All went as merrily as a wedding-bell until the penultimate leg of the journey: Paris to New York, via Air France. A little too merrily, indeed, for by then I was a bit biffed – you know, a little the worse for my dinner, which had been several courses of Scotch whisky – and on my journey to the lavatory or toilet I sat, quite inadvertently, on the laps of several of my fellow-passengers. Their reactions varied from ‘Ooh, aren’t you bold!’ via ‘Ach, du lieber Augustin’ to ‘Pas gentil, ça!’, while one impassive Chinese gentleman ignored me completely, pretending that his lap was quite free of any Mortdecai. Having at last locked myself in the loo or bog, I found that I had failed to arm myself with the necessary screwdriver with which to unscrewdrive the inspection-plate.
Back to my seat I teetered, watched narrowly now by the stewardess. When she came to enquire after my well-being I had decided upon a ruse: I would tell her that the zip of my trousers was jammed and that she must find me a screwdriver so that I could free the Mortdecai plumbing system. Alas, my usual fluent French deserted me – look, can you remember the French for ‘screwdriver’ when you’re biffed? – and I had to resort to a certain amount of sign-language, pointing vigorously at my fly while vociferating the word ‘screwdriver’ again and again. Her English was little better than my French.
‘ “Screw” I
onderstand,’ she said demurely ‘but what is zis “draivaire”, hein?’
‘ “Draivaire”,’ I said wildly, ‘ “drivaire” is like, yes, conducteur!’ and again I frantically pointed at that area of my trousers where my personal lightning-conductor is housed. She clapped her hands gleefully as understanding came to her.
‘Ah! Now I onderstand! You weesh me to tell the conducteur – the pilot – that you weesh to do to him what Général de Gaulle has done to the whole French nation, not so?’
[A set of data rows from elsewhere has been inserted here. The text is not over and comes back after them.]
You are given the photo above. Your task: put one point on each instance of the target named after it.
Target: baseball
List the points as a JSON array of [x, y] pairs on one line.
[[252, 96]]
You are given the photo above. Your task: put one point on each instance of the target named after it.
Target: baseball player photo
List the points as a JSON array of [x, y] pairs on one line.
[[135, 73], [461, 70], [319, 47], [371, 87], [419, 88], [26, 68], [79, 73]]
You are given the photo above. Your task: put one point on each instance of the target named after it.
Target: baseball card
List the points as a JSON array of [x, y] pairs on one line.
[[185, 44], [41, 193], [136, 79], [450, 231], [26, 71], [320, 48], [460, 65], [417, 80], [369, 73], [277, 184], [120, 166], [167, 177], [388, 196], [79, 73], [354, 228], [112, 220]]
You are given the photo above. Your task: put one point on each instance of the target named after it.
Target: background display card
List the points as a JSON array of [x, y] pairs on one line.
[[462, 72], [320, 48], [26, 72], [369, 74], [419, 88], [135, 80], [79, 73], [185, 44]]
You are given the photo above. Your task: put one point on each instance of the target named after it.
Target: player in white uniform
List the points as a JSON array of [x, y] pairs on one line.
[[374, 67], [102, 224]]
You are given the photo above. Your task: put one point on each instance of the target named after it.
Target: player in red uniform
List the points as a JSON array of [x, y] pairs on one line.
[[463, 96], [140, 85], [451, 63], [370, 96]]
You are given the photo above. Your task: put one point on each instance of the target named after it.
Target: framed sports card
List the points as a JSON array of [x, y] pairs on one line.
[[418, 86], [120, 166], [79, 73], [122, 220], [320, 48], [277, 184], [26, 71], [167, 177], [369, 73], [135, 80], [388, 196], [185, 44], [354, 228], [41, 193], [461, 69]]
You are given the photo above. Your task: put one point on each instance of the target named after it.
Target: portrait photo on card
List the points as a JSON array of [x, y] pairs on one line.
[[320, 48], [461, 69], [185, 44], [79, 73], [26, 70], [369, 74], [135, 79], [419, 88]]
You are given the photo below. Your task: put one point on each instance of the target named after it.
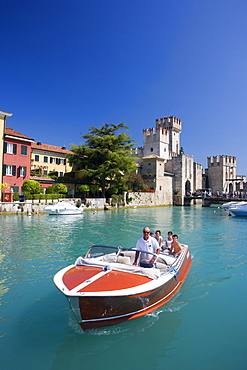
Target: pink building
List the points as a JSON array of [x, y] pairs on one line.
[[16, 159]]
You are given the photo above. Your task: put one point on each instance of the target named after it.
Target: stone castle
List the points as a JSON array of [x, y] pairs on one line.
[[163, 164]]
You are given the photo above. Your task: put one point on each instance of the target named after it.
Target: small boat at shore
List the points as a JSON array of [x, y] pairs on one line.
[[227, 206], [63, 208], [239, 210], [105, 288]]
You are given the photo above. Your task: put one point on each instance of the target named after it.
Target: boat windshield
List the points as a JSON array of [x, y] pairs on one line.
[[100, 250]]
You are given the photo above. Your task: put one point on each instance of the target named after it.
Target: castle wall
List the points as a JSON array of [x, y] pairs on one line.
[[221, 173], [156, 142], [182, 167], [197, 169]]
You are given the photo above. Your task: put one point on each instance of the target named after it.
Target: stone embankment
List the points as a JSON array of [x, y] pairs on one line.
[[30, 206]]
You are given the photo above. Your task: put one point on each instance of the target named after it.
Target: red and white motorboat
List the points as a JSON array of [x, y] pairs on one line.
[[105, 288]]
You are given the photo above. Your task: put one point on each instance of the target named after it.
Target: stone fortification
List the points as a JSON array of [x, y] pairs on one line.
[[221, 173]]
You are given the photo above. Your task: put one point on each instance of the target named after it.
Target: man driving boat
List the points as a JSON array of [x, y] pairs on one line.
[[146, 244]]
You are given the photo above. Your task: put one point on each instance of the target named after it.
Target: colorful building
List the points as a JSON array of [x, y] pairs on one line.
[[49, 158], [3, 117], [16, 158]]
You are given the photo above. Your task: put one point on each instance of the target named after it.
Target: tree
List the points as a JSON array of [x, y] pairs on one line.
[[60, 188], [105, 156], [32, 186], [135, 182], [4, 186]]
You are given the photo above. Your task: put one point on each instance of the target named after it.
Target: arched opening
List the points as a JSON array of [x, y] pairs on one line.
[[230, 188], [187, 187]]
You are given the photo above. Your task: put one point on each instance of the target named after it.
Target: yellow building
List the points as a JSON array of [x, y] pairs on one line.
[[3, 117], [48, 158]]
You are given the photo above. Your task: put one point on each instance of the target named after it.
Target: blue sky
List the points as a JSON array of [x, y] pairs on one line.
[[70, 65]]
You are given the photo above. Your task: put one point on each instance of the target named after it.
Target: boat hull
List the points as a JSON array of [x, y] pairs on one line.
[[97, 311]]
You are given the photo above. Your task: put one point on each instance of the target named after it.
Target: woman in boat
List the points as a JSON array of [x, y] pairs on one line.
[[158, 237], [146, 244], [176, 247], [168, 241]]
‘Oh, sweet Christ and chips and tomato sauce,’ I sighed, subsiding into my seat. This baffled the stewardess; she went away and brought another stewardess, a polyglot of dusky hue and tenor-baritone voice.
‘I doth spake English a few better what she,’ growled this new one, ‘exprime what be this thou askings?’ But she knew what a screwdriver was (it’s tournevis in French, as any sober man can tell you). Five minutes later the perilous powder was safely screwed up behind the lavatory pan and I was pulling myself together on the lavatory floor.
‘Pull yourself together,’ I told myself sternly. ‘You must excite no suspicion. You cannot afford to be lodged in some foreign nick with a quartz-decay timing-system nestling beside your vas deferens. A low profile is what you must keep.’ So I strolled down the aisle to my seat, twirling the screwdriver and whistling a nonchalant bar or two from Cosi Fan Tutte, having craftily left my trouser-fly agape to encourage onlookers to understand the object of my mission. I don’t suppose anyone gave me a second glance.
Everything continued to go wonderfully smoothly and soon, soon I was in wondrous Chicago and little the worse for my journey. (I suspect that the much-vaunted ‘jet-lag syndrome’ is nothing more than the common hangover of commerce. Certainly, I felt no worse than I would normally expect to feel at that time of day.)